One-day event will include all sorts of businesses and nonprofits
As Cloverdale’s downtown shifts, welcoming in new businesses and saying bye to old ones, one thing seems to be a constant — Cloverdale has a lot of passion for its businesses. This passion is the focus of the city’s sidewalk sale, entering into its second year. This year’s sidewalk sale will be held on Aug. 10, from 10 a.m. to 6 p.m.
“Last year there were people walking downtown, eating in the businesses, doing things they wouldn’t usually do,” said Neena Hanchett, executive director of the Cloverdale Chamber of Commerce.
Oftentimes, people get in the groove of just jumping on and off the freeway for their shopping needs, rather than patronizing local businesses, Hanchett said. The sidewalk sale hopes to temporarily counteract that, encouraging people from Cloverdale to explore businesses in town and people from outside of Cloverdale to head over and see what the city has to offer.
While it’s difficult for the chamber to track if businesses saw an increase in sales during last year’s event, Hanchett said that many participants experienced increased food traffic.

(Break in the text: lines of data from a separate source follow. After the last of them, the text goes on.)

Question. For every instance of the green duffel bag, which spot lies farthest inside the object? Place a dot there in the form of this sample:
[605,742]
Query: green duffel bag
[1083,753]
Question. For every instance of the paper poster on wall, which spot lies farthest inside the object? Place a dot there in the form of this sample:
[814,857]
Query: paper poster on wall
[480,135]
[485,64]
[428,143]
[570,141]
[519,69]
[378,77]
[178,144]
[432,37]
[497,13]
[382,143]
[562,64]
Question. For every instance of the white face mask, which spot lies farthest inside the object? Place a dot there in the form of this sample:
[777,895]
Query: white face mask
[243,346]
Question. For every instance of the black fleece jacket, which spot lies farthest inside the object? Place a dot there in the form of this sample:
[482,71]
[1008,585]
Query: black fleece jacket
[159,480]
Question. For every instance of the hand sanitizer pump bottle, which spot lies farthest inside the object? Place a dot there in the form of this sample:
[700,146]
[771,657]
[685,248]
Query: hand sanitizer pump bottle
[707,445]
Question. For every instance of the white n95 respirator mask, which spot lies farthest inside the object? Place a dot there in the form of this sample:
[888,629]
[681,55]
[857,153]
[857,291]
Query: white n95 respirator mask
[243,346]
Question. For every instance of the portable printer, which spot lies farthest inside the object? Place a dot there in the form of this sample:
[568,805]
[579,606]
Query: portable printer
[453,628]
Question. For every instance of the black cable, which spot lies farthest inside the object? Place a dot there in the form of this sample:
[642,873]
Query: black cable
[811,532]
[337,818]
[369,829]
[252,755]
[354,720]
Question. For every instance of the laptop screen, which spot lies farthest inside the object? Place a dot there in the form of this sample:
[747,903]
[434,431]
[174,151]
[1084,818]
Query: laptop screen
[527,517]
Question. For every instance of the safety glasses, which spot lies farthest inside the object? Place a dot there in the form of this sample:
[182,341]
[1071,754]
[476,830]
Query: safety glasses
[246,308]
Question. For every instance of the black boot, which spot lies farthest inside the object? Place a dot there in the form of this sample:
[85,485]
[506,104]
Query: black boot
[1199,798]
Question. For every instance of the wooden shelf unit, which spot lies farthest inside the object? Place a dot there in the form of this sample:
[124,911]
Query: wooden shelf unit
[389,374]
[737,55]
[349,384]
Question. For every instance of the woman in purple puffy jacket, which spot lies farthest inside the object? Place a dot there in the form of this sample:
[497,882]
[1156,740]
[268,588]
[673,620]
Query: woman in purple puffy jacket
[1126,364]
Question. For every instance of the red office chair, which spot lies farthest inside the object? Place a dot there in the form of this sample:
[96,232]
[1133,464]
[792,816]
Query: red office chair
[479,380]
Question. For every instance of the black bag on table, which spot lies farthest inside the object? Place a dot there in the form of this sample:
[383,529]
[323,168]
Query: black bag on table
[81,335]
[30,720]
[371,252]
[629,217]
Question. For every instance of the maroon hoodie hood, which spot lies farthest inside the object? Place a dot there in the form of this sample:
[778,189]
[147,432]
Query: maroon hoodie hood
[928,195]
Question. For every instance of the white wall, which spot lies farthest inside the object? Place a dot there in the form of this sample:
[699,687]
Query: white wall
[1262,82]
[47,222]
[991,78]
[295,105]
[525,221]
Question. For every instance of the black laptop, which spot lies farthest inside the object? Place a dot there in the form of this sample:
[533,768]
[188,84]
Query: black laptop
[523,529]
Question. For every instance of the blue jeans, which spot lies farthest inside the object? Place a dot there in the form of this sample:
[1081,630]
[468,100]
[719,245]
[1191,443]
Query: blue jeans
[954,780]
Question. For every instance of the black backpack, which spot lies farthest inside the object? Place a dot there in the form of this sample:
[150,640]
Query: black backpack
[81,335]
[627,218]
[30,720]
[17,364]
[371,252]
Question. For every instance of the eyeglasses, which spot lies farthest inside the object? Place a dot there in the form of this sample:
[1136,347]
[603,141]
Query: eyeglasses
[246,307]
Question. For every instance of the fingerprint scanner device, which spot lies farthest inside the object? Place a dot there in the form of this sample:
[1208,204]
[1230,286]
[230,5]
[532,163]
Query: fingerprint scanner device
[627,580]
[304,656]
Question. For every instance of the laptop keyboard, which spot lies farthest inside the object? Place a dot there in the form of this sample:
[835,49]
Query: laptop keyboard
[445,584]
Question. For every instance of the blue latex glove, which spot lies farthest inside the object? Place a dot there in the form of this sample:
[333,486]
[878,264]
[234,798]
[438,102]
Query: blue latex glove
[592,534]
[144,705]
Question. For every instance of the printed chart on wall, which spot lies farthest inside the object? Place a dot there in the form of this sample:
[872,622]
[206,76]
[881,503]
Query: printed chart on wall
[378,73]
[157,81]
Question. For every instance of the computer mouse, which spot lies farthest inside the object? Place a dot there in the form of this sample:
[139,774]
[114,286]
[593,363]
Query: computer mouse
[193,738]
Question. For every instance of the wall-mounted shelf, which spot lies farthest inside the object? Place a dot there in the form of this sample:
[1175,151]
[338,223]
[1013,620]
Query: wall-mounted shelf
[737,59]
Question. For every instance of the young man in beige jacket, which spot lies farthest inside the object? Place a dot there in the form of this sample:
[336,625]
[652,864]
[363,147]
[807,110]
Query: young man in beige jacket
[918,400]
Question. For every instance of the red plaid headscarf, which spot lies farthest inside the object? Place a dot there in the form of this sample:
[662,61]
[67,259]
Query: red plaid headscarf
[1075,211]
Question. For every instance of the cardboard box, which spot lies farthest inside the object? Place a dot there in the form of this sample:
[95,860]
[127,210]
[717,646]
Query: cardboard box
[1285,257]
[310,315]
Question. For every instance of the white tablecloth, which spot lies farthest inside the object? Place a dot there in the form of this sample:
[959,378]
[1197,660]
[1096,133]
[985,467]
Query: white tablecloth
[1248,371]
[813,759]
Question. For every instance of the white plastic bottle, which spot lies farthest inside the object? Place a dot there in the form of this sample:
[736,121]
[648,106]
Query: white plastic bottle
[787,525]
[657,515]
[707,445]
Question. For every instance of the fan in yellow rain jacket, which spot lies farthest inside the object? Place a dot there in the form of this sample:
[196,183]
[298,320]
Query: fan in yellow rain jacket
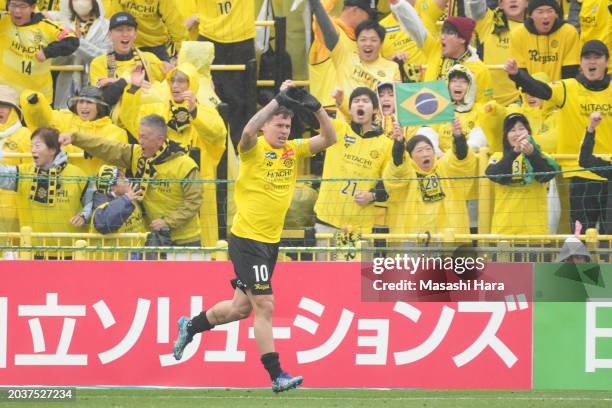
[520,196]
[14,138]
[542,116]
[197,128]
[361,151]
[52,195]
[432,201]
[112,71]
[28,43]
[159,22]
[88,113]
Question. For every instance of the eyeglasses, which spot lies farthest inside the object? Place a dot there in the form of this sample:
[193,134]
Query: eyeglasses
[18,6]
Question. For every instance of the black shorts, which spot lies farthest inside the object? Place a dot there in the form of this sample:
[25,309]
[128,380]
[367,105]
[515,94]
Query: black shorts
[254,262]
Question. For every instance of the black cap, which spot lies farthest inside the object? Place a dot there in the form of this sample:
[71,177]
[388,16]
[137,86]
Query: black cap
[595,47]
[369,6]
[122,18]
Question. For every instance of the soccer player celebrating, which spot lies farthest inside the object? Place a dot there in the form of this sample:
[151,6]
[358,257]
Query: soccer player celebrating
[267,178]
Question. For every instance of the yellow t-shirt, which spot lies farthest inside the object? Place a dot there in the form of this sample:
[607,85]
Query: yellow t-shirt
[352,72]
[227,21]
[158,20]
[264,188]
[351,156]
[438,66]
[322,70]
[397,40]
[596,22]
[123,69]
[18,47]
[545,53]
[576,104]
[497,52]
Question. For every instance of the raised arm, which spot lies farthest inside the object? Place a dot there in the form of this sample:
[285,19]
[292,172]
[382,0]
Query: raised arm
[530,85]
[475,9]
[330,36]
[587,159]
[409,20]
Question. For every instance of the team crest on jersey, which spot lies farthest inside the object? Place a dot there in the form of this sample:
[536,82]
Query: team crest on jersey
[349,140]
[288,153]
[41,193]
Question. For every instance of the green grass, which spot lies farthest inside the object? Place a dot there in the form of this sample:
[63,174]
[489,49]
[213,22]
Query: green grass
[319,398]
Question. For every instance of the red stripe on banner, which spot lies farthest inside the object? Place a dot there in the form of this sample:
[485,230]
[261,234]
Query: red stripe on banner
[107,323]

While sidewalk sales can sometimes put an emphasis on retail locations, Hanchett and Erin Turko, owner of Erin Mavis and the person who led the charge to create a Cloverdale sidewalk sale, both said that everyone is welcome to participate.
Last year, non-retail locations set up tables outside and were giving out water or engaging with the community in other ways.

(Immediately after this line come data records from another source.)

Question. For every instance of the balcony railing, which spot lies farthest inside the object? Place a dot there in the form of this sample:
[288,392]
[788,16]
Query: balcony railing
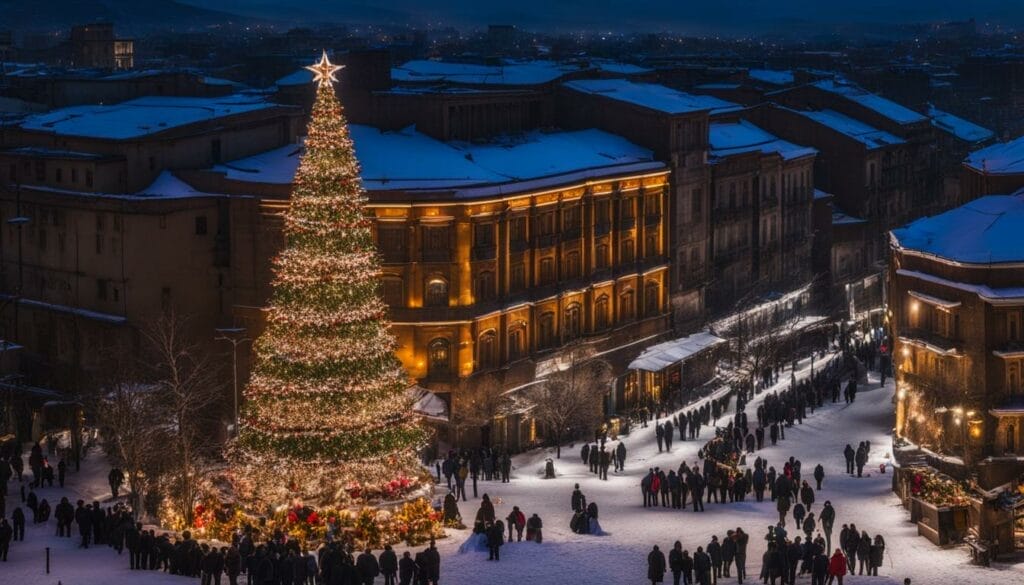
[931,338]
[484,253]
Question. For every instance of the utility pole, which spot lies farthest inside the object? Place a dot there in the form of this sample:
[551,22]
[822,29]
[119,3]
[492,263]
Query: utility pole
[235,336]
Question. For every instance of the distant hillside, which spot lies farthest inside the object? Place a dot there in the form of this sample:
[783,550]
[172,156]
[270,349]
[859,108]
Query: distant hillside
[128,15]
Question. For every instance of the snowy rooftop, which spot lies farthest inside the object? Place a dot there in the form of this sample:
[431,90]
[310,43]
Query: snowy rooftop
[410,160]
[140,117]
[657,358]
[985,231]
[773,77]
[653,96]
[509,73]
[868,135]
[1005,158]
[967,131]
[887,108]
[737,137]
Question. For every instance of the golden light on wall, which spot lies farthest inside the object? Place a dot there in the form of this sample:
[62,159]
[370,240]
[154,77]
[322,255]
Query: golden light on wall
[974,428]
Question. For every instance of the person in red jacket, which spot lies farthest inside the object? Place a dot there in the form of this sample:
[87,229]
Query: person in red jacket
[837,567]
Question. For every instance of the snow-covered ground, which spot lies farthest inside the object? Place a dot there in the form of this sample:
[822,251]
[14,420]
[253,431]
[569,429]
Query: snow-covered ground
[619,557]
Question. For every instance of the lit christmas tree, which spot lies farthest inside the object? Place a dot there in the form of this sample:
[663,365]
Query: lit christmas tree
[327,420]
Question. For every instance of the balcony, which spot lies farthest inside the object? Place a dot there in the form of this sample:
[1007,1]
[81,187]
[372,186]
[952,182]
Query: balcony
[546,241]
[519,245]
[719,214]
[429,255]
[484,253]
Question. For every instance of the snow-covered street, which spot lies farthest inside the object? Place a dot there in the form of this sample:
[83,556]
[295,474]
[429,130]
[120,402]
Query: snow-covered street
[619,557]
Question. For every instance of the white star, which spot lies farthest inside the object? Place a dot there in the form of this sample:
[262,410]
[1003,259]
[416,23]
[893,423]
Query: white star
[325,70]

Looking around the county, other cities have sidewalk sales that last longer than a day, stretching an entire weekend. Though that may seem enticing, Turko said that she doesn’t want to push Cloverdale to have a multi-day sidewalk sale.
Since the city doesn’t currently have a huge retail base, most people interested in taking advantage of sidewalk sale deals can hit up every location in one day. In other cities like Petaluma, multiple blocks of retail locations can make it difficult to explore deals on a tight schedule, so a lengthier sale makes sense.
“In Cloverdale we don’t have that,” Turko said. “I don’t want to see it (the sidewalk sale) get diluted over a few days. I like the bigger impact of one day.”
If the downtown were to grow and more businesses were to pop up necessitating that need, Turko said that it would be great to get the sale to the point of needing to take place across the span of a few days.
That being said, both agreed that businesses who may want to use the entire weekend to promote sidewalk sale-specific deals are welcome to do so.
“It felt like there was a lot of activity (last year), and we want to capture that again,” Hanchett said.